D'abord, il y a ce moment où j'ai été vice-Champion de France Junior en 2012. Ensuite, il y a mes 2e et 3e places sur des étapes du Tour de l'Abitibi en Coupe des Nations au Canada avec l'équipe de France. C'était le séjour parfait sur un autre continent. Enfin, plus généralement, je dirais les moments passés avec l'équipe de Bourgogne Junior, grâce à ce qu'avait réussi à créer Emmanuel Brunet, le CTR. L'ambiance était au top, c'était difficile de retrouver ça en Élite. C'était plus une ambiance de fraternité et de famille que d'équipe. Mes souvenirs de Junior sont extraordinaires.

A Étupes, tu as côtoyé plusieurs coureurs qui sont passés professionnels. Lesquels t'ont marqué ?
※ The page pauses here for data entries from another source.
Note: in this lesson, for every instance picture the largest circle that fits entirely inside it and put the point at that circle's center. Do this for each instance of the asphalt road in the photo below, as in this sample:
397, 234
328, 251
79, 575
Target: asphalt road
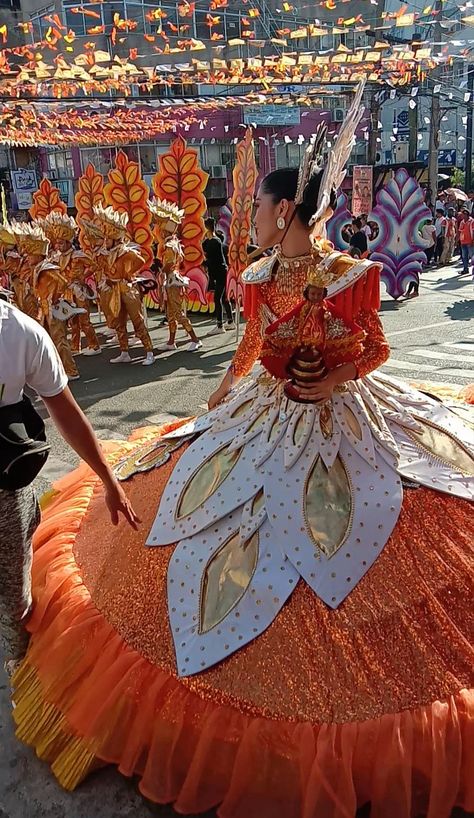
432, 338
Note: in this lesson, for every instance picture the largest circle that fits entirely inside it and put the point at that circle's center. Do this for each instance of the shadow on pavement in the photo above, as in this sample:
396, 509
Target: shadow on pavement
461, 310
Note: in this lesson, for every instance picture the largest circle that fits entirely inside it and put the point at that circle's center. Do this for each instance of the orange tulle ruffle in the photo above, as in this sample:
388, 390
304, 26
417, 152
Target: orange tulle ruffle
84, 697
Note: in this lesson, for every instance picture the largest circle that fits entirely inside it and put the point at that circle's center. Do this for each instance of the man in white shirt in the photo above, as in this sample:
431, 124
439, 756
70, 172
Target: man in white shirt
29, 357
366, 228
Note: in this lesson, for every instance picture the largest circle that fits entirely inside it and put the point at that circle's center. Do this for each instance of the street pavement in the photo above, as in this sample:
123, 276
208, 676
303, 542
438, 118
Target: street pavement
432, 338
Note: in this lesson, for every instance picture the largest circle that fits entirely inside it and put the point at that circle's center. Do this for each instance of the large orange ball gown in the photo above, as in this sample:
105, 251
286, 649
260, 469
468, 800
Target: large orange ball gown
328, 697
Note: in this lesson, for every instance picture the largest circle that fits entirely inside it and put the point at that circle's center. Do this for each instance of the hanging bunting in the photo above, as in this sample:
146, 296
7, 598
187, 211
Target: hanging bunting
127, 192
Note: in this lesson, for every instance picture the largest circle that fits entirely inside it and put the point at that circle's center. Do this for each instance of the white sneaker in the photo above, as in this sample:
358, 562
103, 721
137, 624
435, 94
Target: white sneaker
123, 358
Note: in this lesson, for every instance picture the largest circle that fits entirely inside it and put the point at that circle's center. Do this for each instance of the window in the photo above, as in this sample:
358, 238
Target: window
60, 162
289, 156
102, 159
148, 158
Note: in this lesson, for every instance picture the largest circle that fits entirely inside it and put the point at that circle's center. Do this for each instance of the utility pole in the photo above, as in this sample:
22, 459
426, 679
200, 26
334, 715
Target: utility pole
435, 113
374, 127
468, 159
413, 133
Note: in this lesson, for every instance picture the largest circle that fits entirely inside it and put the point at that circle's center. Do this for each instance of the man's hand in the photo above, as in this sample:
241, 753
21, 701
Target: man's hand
318, 392
217, 397
118, 503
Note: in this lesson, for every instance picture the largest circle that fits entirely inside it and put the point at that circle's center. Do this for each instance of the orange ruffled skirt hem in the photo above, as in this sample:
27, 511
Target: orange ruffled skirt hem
84, 698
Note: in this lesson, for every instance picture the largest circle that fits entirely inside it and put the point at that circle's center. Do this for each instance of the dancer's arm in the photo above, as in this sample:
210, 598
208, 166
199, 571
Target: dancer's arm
247, 353
77, 431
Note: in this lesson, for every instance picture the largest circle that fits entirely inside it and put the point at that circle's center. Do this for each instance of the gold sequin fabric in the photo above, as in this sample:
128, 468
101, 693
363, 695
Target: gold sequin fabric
401, 639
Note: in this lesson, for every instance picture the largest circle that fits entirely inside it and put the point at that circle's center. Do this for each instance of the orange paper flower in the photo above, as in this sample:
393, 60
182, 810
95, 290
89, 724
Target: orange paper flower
89, 193
244, 176
128, 193
181, 180
46, 200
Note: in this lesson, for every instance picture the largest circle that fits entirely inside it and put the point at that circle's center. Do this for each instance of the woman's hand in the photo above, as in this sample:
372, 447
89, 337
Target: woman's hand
118, 503
318, 392
217, 397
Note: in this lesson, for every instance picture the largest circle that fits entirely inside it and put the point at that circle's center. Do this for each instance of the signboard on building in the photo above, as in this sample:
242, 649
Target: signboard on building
362, 181
446, 157
271, 115
24, 184
65, 191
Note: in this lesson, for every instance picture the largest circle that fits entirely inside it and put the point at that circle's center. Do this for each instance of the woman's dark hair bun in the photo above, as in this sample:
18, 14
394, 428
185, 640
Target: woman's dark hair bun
282, 184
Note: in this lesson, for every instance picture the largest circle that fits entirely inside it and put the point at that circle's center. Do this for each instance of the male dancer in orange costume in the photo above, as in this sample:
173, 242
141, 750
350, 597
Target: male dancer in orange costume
45, 294
118, 264
168, 217
61, 229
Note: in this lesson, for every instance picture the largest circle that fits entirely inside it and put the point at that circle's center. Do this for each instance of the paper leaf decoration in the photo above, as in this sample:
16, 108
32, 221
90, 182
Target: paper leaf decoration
127, 192
90, 192
46, 200
245, 176
181, 180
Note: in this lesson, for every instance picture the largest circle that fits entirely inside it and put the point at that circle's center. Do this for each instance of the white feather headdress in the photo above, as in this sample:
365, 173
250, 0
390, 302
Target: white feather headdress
337, 160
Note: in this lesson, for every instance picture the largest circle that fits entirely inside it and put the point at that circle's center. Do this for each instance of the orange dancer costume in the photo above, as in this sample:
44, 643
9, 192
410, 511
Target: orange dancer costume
32, 247
10, 259
168, 217
46, 291
294, 638
118, 264
61, 229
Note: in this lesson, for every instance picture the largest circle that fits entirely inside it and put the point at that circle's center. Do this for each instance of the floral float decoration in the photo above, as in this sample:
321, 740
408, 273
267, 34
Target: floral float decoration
127, 192
181, 180
244, 177
399, 214
46, 199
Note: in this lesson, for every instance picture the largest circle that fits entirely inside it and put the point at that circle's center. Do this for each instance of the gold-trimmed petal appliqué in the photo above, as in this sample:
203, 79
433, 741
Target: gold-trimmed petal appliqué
206, 480
443, 445
328, 505
226, 578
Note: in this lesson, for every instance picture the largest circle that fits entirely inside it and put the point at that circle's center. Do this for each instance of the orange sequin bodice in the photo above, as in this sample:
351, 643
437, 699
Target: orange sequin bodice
280, 295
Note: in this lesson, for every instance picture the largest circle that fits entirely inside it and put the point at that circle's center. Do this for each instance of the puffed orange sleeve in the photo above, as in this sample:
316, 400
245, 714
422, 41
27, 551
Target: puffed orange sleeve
249, 348
375, 349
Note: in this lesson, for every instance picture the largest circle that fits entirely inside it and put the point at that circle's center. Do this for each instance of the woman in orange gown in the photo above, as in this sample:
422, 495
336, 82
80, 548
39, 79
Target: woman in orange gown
288, 634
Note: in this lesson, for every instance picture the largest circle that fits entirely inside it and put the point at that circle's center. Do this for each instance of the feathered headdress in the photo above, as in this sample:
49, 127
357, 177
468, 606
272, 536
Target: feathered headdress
58, 226
312, 162
337, 160
31, 239
166, 211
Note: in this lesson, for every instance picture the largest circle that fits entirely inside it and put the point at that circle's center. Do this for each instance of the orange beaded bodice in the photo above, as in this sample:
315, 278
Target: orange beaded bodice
282, 292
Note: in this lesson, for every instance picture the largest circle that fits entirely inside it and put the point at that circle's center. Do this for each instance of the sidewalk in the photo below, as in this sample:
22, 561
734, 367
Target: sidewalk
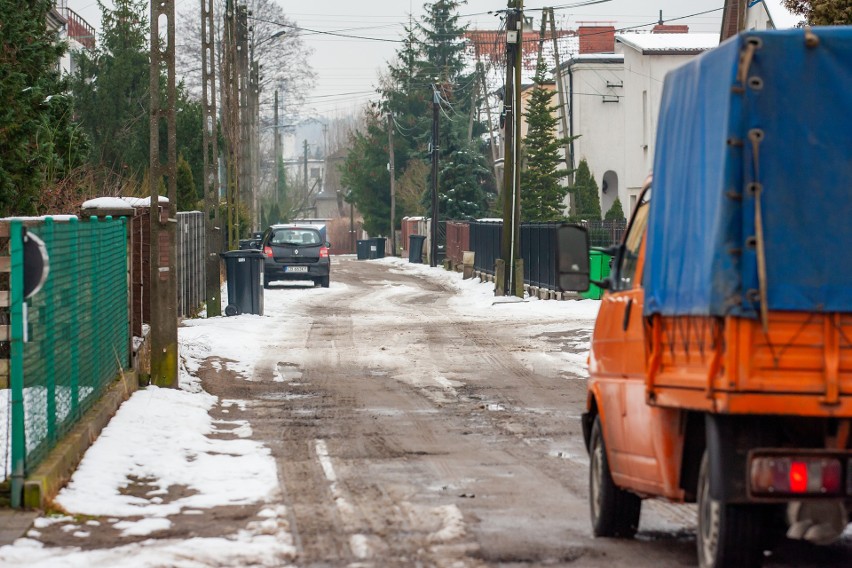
15, 524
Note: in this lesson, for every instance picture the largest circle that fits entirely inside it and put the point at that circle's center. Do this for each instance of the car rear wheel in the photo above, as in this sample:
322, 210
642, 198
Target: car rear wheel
615, 512
728, 535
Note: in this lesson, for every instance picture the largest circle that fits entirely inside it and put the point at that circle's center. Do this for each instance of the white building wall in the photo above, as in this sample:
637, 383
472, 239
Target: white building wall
599, 106
643, 89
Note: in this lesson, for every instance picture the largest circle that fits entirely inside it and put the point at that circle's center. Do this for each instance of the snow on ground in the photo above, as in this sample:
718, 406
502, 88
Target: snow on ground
161, 437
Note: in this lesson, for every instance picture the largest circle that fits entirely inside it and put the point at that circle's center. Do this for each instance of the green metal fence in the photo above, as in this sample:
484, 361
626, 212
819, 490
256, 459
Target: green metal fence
70, 339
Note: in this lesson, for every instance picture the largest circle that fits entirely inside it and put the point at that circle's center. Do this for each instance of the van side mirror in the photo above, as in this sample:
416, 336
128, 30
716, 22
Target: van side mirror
572, 258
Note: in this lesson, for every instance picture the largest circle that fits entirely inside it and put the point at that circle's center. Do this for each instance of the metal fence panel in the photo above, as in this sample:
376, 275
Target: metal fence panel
192, 270
76, 330
485, 237
537, 246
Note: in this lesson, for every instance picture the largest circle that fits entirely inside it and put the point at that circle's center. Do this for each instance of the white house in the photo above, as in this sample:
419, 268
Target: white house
595, 86
614, 87
769, 15
79, 34
647, 59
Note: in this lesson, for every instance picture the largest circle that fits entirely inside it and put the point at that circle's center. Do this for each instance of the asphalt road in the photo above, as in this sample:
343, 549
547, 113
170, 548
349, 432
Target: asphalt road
407, 434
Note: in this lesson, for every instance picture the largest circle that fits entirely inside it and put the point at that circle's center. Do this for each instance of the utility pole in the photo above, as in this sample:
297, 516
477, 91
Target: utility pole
563, 105
231, 122
254, 107
243, 82
305, 172
482, 83
509, 269
277, 152
163, 297
392, 170
211, 159
433, 252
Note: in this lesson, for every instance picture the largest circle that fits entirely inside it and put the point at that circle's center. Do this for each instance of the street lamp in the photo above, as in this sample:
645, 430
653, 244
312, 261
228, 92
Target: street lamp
254, 112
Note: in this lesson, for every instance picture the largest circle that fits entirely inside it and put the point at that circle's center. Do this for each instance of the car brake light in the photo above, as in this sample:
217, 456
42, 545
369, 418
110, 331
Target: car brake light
799, 475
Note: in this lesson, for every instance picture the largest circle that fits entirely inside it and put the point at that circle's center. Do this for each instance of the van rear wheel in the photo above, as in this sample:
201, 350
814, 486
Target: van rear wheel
728, 535
615, 512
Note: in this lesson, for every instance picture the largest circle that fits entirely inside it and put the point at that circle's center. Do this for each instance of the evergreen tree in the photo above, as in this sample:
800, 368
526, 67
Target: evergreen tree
364, 172
822, 12
587, 202
431, 55
189, 130
282, 191
275, 215
187, 194
36, 128
542, 193
441, 46
615, 213
464, 178
111, 89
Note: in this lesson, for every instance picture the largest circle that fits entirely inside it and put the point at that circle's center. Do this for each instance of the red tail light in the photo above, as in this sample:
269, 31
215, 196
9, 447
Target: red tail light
796, 475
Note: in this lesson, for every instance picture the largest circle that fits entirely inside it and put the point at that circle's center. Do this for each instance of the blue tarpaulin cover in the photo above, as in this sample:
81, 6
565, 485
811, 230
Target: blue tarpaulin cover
701, 253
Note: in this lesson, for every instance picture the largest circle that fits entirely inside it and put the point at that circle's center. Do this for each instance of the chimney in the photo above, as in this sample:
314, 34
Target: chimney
596, 39
667, 29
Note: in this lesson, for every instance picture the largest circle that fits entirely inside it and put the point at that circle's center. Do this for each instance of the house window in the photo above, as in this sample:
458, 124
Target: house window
645, 120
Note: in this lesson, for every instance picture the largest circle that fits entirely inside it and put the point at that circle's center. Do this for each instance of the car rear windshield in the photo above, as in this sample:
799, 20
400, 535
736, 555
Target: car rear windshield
295, 237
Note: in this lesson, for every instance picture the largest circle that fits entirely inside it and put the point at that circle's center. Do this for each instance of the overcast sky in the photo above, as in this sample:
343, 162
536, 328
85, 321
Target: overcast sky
347, 68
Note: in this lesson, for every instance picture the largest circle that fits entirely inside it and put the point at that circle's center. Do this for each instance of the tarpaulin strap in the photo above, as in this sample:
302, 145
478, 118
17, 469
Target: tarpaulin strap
746, 57
756, 135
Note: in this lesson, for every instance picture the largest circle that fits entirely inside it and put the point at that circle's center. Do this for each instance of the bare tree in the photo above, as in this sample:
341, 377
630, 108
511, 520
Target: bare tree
283, 59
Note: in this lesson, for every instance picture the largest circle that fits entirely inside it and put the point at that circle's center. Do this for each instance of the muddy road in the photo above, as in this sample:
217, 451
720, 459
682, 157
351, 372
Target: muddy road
407, 434
409, 427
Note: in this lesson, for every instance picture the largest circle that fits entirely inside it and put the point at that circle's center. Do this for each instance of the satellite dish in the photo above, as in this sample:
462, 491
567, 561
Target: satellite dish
36, 264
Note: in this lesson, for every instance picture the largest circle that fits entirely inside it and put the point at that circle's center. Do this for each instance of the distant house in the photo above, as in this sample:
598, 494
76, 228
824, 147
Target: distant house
77, 32
594, 83
614, 87
647, 60
741, 15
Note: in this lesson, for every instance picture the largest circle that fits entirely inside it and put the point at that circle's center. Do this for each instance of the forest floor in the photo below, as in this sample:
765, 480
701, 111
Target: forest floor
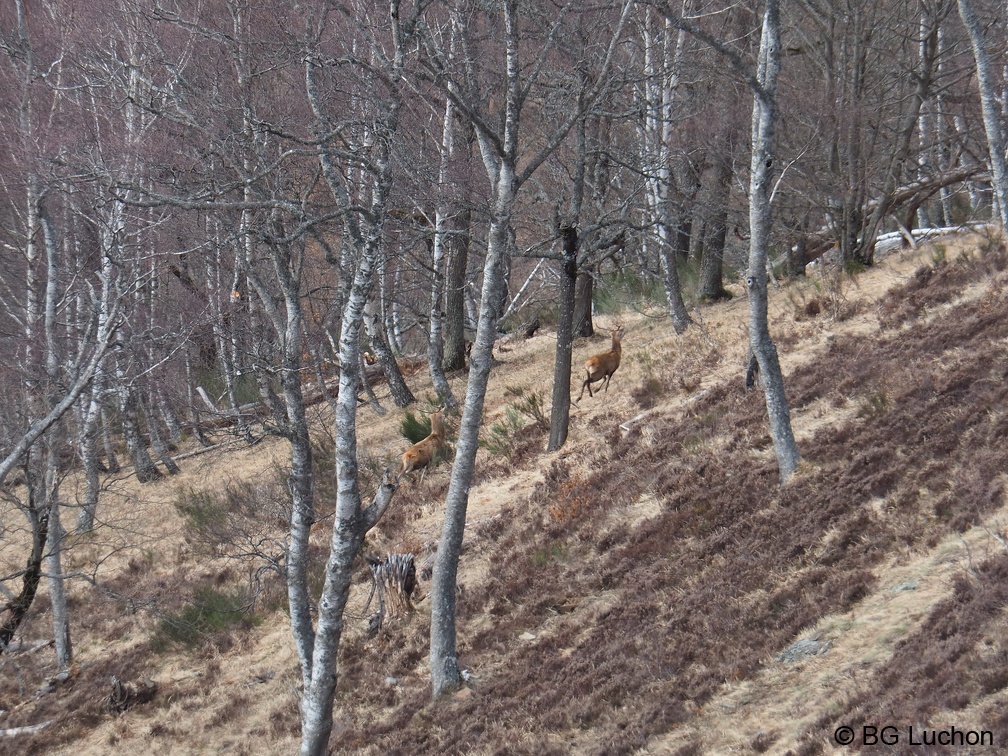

Il y en a quelques-uns que je connaissais déjà comme Hugo Hofstetter, que j'avais cotôyé dès mes 7-8 ans au Trophée de France des jeunes cyclistes. C'est quelqu'un qui a du mérite ; il a toujours été obstiné et sérieux. Hugo, c'est la preuve pour beaucoup de jeunes que même quand on n'a pas forcément les facilités physiques, si on y met de la bonne volonté, on peut y arriver. Sinon, j'ai adoré Adam Yates. C'était mon binôme à l'hôtel. On faisait toujours chambre commune. Il ne parlait pas du tout français. Comme je me débrouillais assez bien en anglais, je rigolais énormément avec lui. Sur notre dernière course ensemble, il m'avait dit qu'il espérait que je le rejoigne bientôt chez les pros. C'est un petit gars, mais il est impressionnant de puissance. C'est celui qui m'a le plus marqué durant toutes mes années de vélo. Au niveau du style, il ne paye pas de mine, mais il pédale fort.